Daniel, O Pensador - Eu acho que se deve lutar sim, e denunciar também todas as discriminações. Mas a forma de luta é que tem que ser bem pensada e bem sentida. É necessário acabar com o opressor que existe dentro de cada um também, com o recalque, senão a luta não prospera, e vamos estar lutando contra uma parte de nós mesmos. Quando alguém me procura com raiva porque foi discriminado eu aconselho sempre: Se dizem que você é um negro safado, não responda como negro, responda como pessoa; se lhe tratam como uma mulherzinha, não responda como mulher, responda como pessoa; se lhe tratam como um índio selvagem, responda como pessoa; se lhe tratam como um pobre coitado, responda como uma pessoa...

A Fala - Então, você acha que as pessoas não devem reconhecer e se orgulhar de ser o que são: negros, índios, mulheres, etc?

Daniel, O Pensador -Alguém que se sente pessoa e se reconhece pessoa é capaz de ser exatamente o que é, sem problema, mas jamais será somente um pequeno fragmento que a sociedade e cultura utiliza para colocá-los em um determinado lugar. Ser pessoa é recuperar sua integridade e o direito de ser, de dirigir sua própria vida, e isso não se consegue simplesmente lutando contra o governo e instituições, ainda que essa luta seja importante. É necessário encontrar outras mediações. É necessário que essas células que são os movimentos sociais abram também espaço para se discutir que tipo de ser humano somos e aquilo que queremos ser para essa sociedade que se almeja. E não só no discurso, pois existe muito discurso bonito por aí, mas na hora da ação...Trabalhando o sentimento e o pensamento se vai em frente, pois quando um falha o outro tropeça. Essa é a nossa direção.

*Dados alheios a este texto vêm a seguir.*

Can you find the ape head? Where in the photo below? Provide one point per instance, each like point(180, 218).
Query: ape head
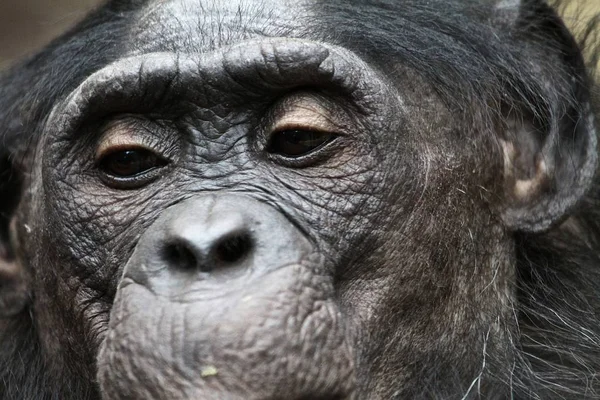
point(300, 200)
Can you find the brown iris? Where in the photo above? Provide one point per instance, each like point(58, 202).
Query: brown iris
point(128, 163)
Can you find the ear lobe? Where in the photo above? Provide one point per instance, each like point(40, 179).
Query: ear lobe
point(547, 175)
point(550, 153)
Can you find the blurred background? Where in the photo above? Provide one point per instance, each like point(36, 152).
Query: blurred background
point(26, 25)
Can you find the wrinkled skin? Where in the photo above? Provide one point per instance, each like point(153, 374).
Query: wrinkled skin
point(379, 264)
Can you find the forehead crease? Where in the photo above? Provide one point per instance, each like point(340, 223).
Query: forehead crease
point(203, 25)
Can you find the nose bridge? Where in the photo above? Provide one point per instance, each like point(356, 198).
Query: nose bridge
point(205, 221)
point(212, 241)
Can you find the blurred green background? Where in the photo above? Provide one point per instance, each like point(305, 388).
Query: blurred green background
point(26, 25)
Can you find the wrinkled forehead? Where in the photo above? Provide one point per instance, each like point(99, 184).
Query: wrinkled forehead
point(202, 25)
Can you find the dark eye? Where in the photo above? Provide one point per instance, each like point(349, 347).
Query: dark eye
point(130, 163)
point(297, 143)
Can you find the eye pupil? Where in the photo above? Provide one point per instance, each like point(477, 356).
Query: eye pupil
point(129, 163)
point(296, 143)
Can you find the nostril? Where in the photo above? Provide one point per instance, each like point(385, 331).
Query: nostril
point(179, 256)
point(233, 248)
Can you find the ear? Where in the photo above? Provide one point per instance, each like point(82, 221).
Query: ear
point(14, 293)
point(550, 141)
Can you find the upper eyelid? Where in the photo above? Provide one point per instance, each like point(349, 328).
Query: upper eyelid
point(123, 134)
point(306, 112)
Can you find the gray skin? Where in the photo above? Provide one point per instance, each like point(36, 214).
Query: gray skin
point(235, 273)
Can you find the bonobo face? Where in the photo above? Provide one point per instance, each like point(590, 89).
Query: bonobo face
point(238, 206)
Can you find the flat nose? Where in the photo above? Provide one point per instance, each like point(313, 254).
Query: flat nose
point(214, 238)
point(222, 238)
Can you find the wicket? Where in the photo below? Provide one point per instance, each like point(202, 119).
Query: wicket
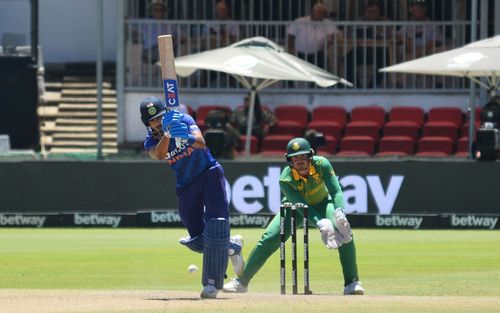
point(292, 208)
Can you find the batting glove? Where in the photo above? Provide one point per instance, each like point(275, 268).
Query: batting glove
point(169, 119)
point(180, 130)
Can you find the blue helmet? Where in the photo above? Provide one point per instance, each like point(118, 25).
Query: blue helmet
point(151, 108)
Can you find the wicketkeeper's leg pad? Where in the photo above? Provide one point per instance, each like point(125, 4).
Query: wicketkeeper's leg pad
point(195, 243)
point(215, 258)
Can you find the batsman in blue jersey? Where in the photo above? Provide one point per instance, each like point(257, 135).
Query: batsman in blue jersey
point(200, 188)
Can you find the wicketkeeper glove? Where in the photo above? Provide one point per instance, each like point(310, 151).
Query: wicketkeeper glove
point(169, 119)
point(180, 130)
point(328, 234)
point(342, 225)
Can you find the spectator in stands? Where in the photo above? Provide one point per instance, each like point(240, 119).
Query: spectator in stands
point(263, 118)
point(362, 63)
point(221, 137)
point(421, 39)
point(309, 36)
point(150, 31)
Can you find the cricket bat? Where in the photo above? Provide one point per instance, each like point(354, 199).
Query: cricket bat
point(169, 75)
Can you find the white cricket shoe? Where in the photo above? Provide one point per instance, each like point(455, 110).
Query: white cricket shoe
point(354, 288)
point(234, 252)
point(343, 226)
point(234, 286)
point(209, 292)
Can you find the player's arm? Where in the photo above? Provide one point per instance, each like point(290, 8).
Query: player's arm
point(199, 141)
point(332, 184)
point(159, 152)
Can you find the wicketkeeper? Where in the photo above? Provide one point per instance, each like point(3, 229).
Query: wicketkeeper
point(200, 188)
point(311, 180)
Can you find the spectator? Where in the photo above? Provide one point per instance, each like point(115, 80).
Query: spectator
point(308, 36)
point(362, 59)
point(150, 31)
point(418, 40)
point(263, 118)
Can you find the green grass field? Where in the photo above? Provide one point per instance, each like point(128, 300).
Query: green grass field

A Fala - E o que você pensa da Assembléia Popular?

Daniel, O Pensador - A Assembléia Popular é o carro dos movimentos sociais. E é nesse carro que os movimentos sociais têm que buscar o ponto morto, das mil possibilidades e perspectivas, pra poderem passar as marchas certas e serem donos de seu próprio destino. E também para poderem encontrar o ponto de equilíbrio e resolução dos conflitos. Se isso acontecer  de verdade a Assembléia Popular pode se tornar o carro chefe de muitas mudanças no Brasil.

A Fala - Sêo Nonato Daniel, que mensagem você deixa para os leitores de A Fala?

Daniel, O Pensador - Queria deixar a mensagem de que o Amor não exclui a reflexão e a Reflexão não exclui o amor. Sem a reflexão somos cegos no coração e sem o amor somos coxos na ação. Se quisermos pegar nosso destino em nossas mãos essa é uma mensagem pra se considerar. A outra é que em todo movimento deve se buscar o ponto morto (neutro) para se ter acesso às mil possibilidades, e para poder se considerar os conflitos de outras perspectivas.

A Fala - Obrigada, sêo Nonato Daniel. É bom saber que os movimentos sociais no Brasil podem contar com bons pensadores como você. Passe-me a Valdenira, no telefone.

Valdenira - Minha amiga, o homem é  dos bons, né mesmo? Nessa história toda eu aprendi e saí repetindo: Querem aprender um bom caminho pra mudar a situação das coisas? É só abraçar o arco-iris. Rá,rá,rá. Não tem erro! Tchauzinho, minha amiga!

A Fala- Tchauzinho, Valdenira! E obrigada por mais essa contribuição! Avante!